After serving 18 months in Texas prison in the 1980s for a sexual assault he didn’t commit, Eugene Ivory Henton pursued DNA testing to prove his innocence of a 1984 sexual assault in Dallas County. He was officially exonerated in 2006.
On February 18, 1984, a woman awoke in her Dallas County, TX home to find an intruder in the house. The man sexually assaulted her, locked her in a closet and left. The victim told police that she did not know the man and had never seen him before.

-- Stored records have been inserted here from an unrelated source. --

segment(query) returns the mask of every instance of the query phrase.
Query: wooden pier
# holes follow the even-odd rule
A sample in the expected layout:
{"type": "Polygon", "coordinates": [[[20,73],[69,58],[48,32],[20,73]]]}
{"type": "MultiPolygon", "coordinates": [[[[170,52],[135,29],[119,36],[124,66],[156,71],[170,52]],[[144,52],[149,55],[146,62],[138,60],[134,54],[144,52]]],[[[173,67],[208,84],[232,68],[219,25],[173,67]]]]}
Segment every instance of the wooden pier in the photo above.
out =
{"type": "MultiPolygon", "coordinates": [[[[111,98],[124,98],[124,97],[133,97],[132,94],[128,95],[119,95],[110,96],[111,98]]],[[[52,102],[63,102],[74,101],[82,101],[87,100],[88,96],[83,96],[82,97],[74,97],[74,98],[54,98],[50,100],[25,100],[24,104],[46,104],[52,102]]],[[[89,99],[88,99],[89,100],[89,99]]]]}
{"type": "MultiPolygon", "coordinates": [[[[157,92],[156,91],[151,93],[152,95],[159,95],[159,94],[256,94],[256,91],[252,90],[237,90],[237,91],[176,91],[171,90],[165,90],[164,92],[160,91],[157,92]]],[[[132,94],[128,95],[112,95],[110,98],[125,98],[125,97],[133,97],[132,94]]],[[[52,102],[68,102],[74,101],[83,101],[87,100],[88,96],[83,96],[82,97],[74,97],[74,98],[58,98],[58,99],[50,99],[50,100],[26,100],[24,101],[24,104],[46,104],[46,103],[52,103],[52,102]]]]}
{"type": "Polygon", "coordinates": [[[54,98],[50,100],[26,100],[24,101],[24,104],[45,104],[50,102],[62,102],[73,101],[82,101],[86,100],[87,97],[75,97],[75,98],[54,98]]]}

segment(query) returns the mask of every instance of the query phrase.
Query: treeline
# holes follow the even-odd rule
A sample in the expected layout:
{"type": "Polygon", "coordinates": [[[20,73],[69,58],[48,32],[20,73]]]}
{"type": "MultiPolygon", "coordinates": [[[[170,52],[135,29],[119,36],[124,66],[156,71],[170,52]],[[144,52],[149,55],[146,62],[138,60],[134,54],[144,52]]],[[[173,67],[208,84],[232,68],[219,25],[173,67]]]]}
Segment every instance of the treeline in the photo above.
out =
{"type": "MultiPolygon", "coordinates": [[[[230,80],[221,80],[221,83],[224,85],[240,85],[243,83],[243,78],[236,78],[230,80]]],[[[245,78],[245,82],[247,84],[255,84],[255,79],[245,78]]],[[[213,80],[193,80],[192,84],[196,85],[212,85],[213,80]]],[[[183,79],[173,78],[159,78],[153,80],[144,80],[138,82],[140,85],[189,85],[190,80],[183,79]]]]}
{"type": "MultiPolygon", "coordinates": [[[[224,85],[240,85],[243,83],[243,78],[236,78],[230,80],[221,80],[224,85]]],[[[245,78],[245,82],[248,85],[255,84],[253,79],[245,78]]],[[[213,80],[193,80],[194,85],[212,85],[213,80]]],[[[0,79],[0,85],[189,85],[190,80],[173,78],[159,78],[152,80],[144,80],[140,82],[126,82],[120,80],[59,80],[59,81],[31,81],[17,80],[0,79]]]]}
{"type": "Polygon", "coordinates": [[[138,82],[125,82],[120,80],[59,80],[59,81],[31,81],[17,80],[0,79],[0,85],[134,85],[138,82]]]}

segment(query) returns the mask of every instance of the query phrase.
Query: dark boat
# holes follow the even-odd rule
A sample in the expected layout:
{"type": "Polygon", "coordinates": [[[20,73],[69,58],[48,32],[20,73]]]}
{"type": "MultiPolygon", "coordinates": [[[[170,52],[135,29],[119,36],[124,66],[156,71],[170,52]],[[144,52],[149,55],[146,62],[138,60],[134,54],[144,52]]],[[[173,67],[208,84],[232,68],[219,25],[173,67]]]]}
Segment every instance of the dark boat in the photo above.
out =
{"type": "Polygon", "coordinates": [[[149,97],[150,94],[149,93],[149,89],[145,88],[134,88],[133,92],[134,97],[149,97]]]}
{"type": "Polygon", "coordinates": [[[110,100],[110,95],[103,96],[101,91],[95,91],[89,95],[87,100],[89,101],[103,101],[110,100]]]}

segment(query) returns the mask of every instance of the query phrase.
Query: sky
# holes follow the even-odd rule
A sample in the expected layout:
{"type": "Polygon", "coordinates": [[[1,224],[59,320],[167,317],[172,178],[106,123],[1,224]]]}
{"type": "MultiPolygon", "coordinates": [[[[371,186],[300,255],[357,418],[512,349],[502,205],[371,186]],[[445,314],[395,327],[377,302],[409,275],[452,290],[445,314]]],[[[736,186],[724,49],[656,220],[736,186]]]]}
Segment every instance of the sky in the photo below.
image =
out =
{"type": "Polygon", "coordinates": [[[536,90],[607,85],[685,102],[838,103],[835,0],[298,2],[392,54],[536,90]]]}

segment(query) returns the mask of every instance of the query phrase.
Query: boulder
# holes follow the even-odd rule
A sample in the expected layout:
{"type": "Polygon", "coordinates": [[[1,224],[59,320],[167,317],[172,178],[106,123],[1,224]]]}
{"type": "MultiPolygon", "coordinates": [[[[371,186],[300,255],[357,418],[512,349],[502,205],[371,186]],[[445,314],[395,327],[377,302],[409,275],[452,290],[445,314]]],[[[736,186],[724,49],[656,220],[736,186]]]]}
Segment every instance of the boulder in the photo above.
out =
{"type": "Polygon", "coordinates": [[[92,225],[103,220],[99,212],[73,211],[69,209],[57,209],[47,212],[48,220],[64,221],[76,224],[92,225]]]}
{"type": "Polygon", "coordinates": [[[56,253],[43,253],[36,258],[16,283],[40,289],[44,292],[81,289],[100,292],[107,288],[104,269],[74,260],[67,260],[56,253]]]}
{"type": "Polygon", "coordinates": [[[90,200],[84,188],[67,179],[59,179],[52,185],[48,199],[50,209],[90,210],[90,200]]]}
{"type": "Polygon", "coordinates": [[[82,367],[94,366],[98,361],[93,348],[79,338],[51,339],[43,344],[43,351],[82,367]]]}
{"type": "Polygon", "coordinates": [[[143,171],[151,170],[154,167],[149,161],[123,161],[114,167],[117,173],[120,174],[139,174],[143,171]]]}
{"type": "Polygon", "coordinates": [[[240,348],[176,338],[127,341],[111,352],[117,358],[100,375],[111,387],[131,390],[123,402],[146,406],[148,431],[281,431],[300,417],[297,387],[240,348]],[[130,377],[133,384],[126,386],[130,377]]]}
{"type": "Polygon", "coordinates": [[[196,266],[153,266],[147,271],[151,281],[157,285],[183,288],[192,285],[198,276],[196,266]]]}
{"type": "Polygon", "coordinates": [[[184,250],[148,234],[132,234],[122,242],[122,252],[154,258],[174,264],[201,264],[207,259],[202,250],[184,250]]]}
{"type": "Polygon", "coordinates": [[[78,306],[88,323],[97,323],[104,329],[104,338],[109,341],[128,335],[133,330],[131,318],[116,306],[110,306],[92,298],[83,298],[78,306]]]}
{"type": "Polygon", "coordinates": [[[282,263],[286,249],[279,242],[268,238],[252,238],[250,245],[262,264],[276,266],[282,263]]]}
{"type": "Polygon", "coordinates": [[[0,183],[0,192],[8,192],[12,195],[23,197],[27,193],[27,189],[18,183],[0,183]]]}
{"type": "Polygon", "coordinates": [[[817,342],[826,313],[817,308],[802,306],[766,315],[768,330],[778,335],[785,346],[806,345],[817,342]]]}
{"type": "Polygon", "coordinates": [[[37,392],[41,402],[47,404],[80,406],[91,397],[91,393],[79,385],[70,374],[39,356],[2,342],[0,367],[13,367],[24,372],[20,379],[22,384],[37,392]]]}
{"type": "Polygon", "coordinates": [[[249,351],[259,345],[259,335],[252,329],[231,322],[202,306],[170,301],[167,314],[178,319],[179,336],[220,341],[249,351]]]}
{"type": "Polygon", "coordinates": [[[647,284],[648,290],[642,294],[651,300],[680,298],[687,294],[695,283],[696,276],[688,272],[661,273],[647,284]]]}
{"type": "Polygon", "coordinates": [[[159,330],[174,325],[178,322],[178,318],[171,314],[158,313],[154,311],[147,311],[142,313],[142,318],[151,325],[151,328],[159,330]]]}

A month prior to this crime, Henton had been charged with fencing some tires stolen by some acquaintances and agreed to to plead guilty to burglary in exchange for probation. But when the victim of the rape identified Henton's photograph as the rapist, he faced a potential life sentence if he went to trial and was convicted. So, in exchange for a guilty plea, Henton was sentenced in 1984 to four years in prison. He was paroled 18 months after he entered prison, but continued his pursuit for DNA testing in order to prove his innocence.
He returned to prison in 1995 after he was convicted of an unrelated drug and assault charge and sentenced to more than 40 years, the harsh sentence based on the fact that he was still considered a sex offender on parole. He continued to fight the 1984 wrongful conviction from prison.
Michelle Moore of the Dallas County Public Defender’s Office assisted Henton in applying for DNA testing on evidence from the crime scene in the 1984 case. DNA tests on semen found in the victim’s rape kit proved that another man had committed the crime and Henton’s conviction was overturned on September 1, 2005. Represented by Robert Udashen, Henton filed for a Writ of Habeas Corpus to the Texas Court of Criminal Appeals. It was granted on February 15, 2006, finally proving that Henton had served time in prison and on parole for a crime he didn’t commit. He remained incarcerated, however, on the unrelated charges.
In June 2007, the Texas Court of Criminal Appeals threw out Henton’s sentences for the drug and assault cases because the punishment was based on his wrongful conviction. He was released from prison on October 26, 2007, after a Dallas judge resentenced him to time already served. As of 2012, Henton had received $117,542 in state compensation.